Тебя я нашёл сразу. Стройная блондинка за рулём сияющего авто. Умница. Твоё послание считывается безупречно: фитнес, пляж, клубные мальчики. Любой поймёт, что ты счастлива, успешна и живёшь всей полнотой солнечной жизни. Те же бесстыжие глаза, влажные, как у русалки. Тебе далеко за тридцать, детей нет. С трудом верится, что на этой тонкой руке (утомлённой бесконечными селфи) когда-то пестрели феньки, что эти пальцы резались в кровь о жёсткие струны. В тебе было достаточно хаоса и тёмного опыта, чтобы в свои шестнадцать камлать Янкины песни у костра, заставляя меркнуть тихие степные звёзды… Впрочем, я любил тебя. Недолго. А потом наш чердак забили досками, голуби помёрзли в январскую стужу, и в моём хвосте засеребрился первый седой волос.
Сумерки прошлого сгущаются. Занавес. Театр теней откланялся и разбирает декорации. Я отвожу взгляд от монитора, делаю несколько горьких глотков и вижу – в окне дома напротив снова горит свет. Но теперь он как-то странно мерцает, словно подаёт мне сигнал.

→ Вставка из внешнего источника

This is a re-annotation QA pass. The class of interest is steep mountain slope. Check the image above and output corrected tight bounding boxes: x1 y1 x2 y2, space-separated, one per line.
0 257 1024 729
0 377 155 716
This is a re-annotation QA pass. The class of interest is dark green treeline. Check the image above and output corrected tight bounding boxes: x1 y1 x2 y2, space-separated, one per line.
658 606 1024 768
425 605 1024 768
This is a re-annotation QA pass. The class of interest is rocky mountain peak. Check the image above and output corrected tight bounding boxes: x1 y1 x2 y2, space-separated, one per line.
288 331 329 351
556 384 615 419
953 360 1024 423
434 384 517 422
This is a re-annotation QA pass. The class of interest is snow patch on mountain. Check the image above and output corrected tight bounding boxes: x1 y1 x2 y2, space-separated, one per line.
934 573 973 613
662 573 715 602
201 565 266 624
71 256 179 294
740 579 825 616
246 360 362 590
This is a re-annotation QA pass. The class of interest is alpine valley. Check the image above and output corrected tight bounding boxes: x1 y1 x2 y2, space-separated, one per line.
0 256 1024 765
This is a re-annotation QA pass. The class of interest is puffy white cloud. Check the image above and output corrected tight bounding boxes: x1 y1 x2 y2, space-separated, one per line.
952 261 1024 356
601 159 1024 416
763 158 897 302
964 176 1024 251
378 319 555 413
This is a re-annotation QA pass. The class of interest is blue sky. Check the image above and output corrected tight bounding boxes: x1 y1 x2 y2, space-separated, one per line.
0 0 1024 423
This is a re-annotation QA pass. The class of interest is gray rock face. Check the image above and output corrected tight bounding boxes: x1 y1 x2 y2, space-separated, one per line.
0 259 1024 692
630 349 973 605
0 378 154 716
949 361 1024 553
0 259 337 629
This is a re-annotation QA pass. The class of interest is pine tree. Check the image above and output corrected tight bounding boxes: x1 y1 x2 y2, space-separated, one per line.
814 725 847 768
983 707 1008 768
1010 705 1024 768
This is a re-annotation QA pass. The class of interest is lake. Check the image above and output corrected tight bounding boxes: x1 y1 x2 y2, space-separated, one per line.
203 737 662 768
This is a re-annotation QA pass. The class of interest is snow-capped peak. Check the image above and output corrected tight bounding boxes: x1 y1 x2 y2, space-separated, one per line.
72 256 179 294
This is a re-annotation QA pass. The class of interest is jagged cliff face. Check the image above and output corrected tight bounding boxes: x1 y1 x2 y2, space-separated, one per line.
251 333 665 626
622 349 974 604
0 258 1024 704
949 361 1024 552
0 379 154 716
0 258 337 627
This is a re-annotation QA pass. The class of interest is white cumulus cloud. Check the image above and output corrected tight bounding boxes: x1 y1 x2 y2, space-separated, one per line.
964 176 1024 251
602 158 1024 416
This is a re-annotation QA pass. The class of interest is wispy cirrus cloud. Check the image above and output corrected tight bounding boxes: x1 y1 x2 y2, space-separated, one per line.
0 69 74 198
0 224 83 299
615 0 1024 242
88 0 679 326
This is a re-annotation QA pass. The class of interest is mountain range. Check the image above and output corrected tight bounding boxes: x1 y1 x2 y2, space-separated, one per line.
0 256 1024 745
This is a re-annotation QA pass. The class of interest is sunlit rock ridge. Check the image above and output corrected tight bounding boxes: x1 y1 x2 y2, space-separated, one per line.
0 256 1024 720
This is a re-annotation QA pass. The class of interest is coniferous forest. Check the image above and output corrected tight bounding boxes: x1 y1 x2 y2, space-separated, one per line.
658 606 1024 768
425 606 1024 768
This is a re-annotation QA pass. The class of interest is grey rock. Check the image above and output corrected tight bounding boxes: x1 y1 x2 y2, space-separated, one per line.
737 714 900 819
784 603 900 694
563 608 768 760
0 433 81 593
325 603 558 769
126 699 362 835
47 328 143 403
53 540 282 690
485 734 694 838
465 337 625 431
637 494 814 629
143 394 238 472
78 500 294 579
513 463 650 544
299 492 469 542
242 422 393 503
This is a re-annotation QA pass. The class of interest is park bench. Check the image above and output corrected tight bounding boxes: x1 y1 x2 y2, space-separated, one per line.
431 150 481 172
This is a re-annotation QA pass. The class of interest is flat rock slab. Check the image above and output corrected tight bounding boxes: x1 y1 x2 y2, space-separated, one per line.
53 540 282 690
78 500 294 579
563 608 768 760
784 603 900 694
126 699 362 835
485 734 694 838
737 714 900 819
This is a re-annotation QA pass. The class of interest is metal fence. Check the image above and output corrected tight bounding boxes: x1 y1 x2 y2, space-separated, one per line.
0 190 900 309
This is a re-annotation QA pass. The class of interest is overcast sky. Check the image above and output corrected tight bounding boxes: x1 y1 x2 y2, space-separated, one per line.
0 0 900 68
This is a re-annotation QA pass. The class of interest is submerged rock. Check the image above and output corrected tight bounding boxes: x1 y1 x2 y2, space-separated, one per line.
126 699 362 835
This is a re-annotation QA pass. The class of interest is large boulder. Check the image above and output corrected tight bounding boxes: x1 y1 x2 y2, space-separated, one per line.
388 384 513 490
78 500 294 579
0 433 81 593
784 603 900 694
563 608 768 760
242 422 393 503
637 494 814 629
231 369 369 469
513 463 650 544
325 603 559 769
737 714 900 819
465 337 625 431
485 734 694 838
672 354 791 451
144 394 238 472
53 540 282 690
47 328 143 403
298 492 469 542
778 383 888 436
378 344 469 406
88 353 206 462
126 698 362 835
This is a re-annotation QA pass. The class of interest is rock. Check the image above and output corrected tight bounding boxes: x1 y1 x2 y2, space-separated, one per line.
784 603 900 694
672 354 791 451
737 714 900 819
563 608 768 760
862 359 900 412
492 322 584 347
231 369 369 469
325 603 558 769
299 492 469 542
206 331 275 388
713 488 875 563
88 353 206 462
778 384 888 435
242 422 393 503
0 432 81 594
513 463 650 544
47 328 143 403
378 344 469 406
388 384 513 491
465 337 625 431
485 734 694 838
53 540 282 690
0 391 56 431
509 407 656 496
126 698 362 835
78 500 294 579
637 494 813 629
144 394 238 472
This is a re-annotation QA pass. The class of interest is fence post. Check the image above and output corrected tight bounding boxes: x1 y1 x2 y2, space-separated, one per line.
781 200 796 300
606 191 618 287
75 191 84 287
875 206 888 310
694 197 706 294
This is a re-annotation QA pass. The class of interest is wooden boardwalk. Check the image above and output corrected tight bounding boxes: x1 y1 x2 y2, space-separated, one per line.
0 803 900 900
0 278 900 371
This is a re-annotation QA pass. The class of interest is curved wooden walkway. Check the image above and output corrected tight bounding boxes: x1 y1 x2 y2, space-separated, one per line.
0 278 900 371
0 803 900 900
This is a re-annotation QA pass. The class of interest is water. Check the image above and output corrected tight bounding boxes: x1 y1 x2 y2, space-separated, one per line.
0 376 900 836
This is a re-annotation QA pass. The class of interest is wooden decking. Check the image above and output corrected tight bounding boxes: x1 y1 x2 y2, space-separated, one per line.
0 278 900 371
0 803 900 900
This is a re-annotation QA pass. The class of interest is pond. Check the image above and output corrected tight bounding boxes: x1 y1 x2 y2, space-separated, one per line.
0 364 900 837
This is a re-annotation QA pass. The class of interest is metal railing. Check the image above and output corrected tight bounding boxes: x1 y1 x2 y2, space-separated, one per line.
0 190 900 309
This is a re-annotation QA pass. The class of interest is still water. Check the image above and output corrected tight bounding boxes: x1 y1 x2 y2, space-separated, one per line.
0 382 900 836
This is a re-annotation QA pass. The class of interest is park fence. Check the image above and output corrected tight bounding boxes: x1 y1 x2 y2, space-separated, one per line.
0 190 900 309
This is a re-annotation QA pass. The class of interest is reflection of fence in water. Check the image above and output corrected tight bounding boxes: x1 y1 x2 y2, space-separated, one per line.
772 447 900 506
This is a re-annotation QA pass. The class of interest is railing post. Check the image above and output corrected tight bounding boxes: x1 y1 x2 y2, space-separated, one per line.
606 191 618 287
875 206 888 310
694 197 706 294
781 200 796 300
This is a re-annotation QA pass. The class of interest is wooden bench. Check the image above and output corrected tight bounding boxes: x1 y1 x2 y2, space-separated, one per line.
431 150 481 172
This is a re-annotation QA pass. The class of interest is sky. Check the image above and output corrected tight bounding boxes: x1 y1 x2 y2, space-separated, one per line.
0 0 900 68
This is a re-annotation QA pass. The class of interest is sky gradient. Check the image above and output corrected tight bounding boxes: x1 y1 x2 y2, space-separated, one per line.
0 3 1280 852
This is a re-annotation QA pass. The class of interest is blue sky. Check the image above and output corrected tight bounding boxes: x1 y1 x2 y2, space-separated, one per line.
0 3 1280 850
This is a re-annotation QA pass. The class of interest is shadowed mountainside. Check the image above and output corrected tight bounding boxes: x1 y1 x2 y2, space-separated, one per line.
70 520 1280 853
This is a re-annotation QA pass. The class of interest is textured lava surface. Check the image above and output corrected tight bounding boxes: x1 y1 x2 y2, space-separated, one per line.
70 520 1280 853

– Не спишь? – моргает светильник.
– Не сплю, – отвечаю я.
– Вот и мой хозяин не спит. Всё думает.
– О чём же он думает?
– Да кто вас, людей, поймёт. То верёвку к трубе прилаживает, то чай пьёт.
– А к окошку подходил, улыбался?
– Улыбался.
– А песни русские, протяжные пел?
– И песни пел.
– А бутылки под кровать прятал?
– Дурак ты…
– Это почему же? – удивляюсь я.
– Да кто ж со светильником разговаривает, – лукаво подмигнул светильник.
Чьи-то руки снова коснулись выключателя, и комната опрокинулась во мрак. Веки тяжелеют, глаза жмурятся против воли. Я нажал кнопку компьютера и лёг на кровать.
Когда придут люди, свяжут меня и напичкают лекарствами, будет утро. Они станут убеждать меня, что ночь для сна, а день для работы, что кушать полезно, а бухать вредно, что разум для войны, а война для мира, что две параллельные линии никогда не пересекутся, никогда…
Дорога домой
Погода выдалась слякотная, бабья, с пломбирным снежком, лужицами, почти апрельская, хотя на календаре – первое ноября. Прошлый ноябрь я хорошо запомнил. Было не так. Закостеневшая серая земля, скупо присыпанная снегом, смотрела мрачно и торжественно, как на кладбище. Дули пронизывающие ледяные ветра. Люди отогревали кровь водкой и батареями. На улицах было меньше легкомыслия и суеты. А нынче погляди в окно…
В этот день я решил поехать домой, в город моего детства. Ехать не хотелось, настроения не было. Думал: пойти бы теперь по привычному чавкающему маршруту – от дома до работы (и обратно), только бы не сворачивать на слякотный и мрачный железнодорожный вокзал. Любой, даже самый приличный человек, попав в бермудский треугольник вокзала, становится похожим если не на урку, то на очень подозрительного гражданина. И, судя по реакции встречных прохожих, на тебя смотрят ровно таким же образом. Но делать нечего – на работе объявили “праздничные дни” (о самом празднике, ей-богу, ничего не знаю), значит, надо ехать.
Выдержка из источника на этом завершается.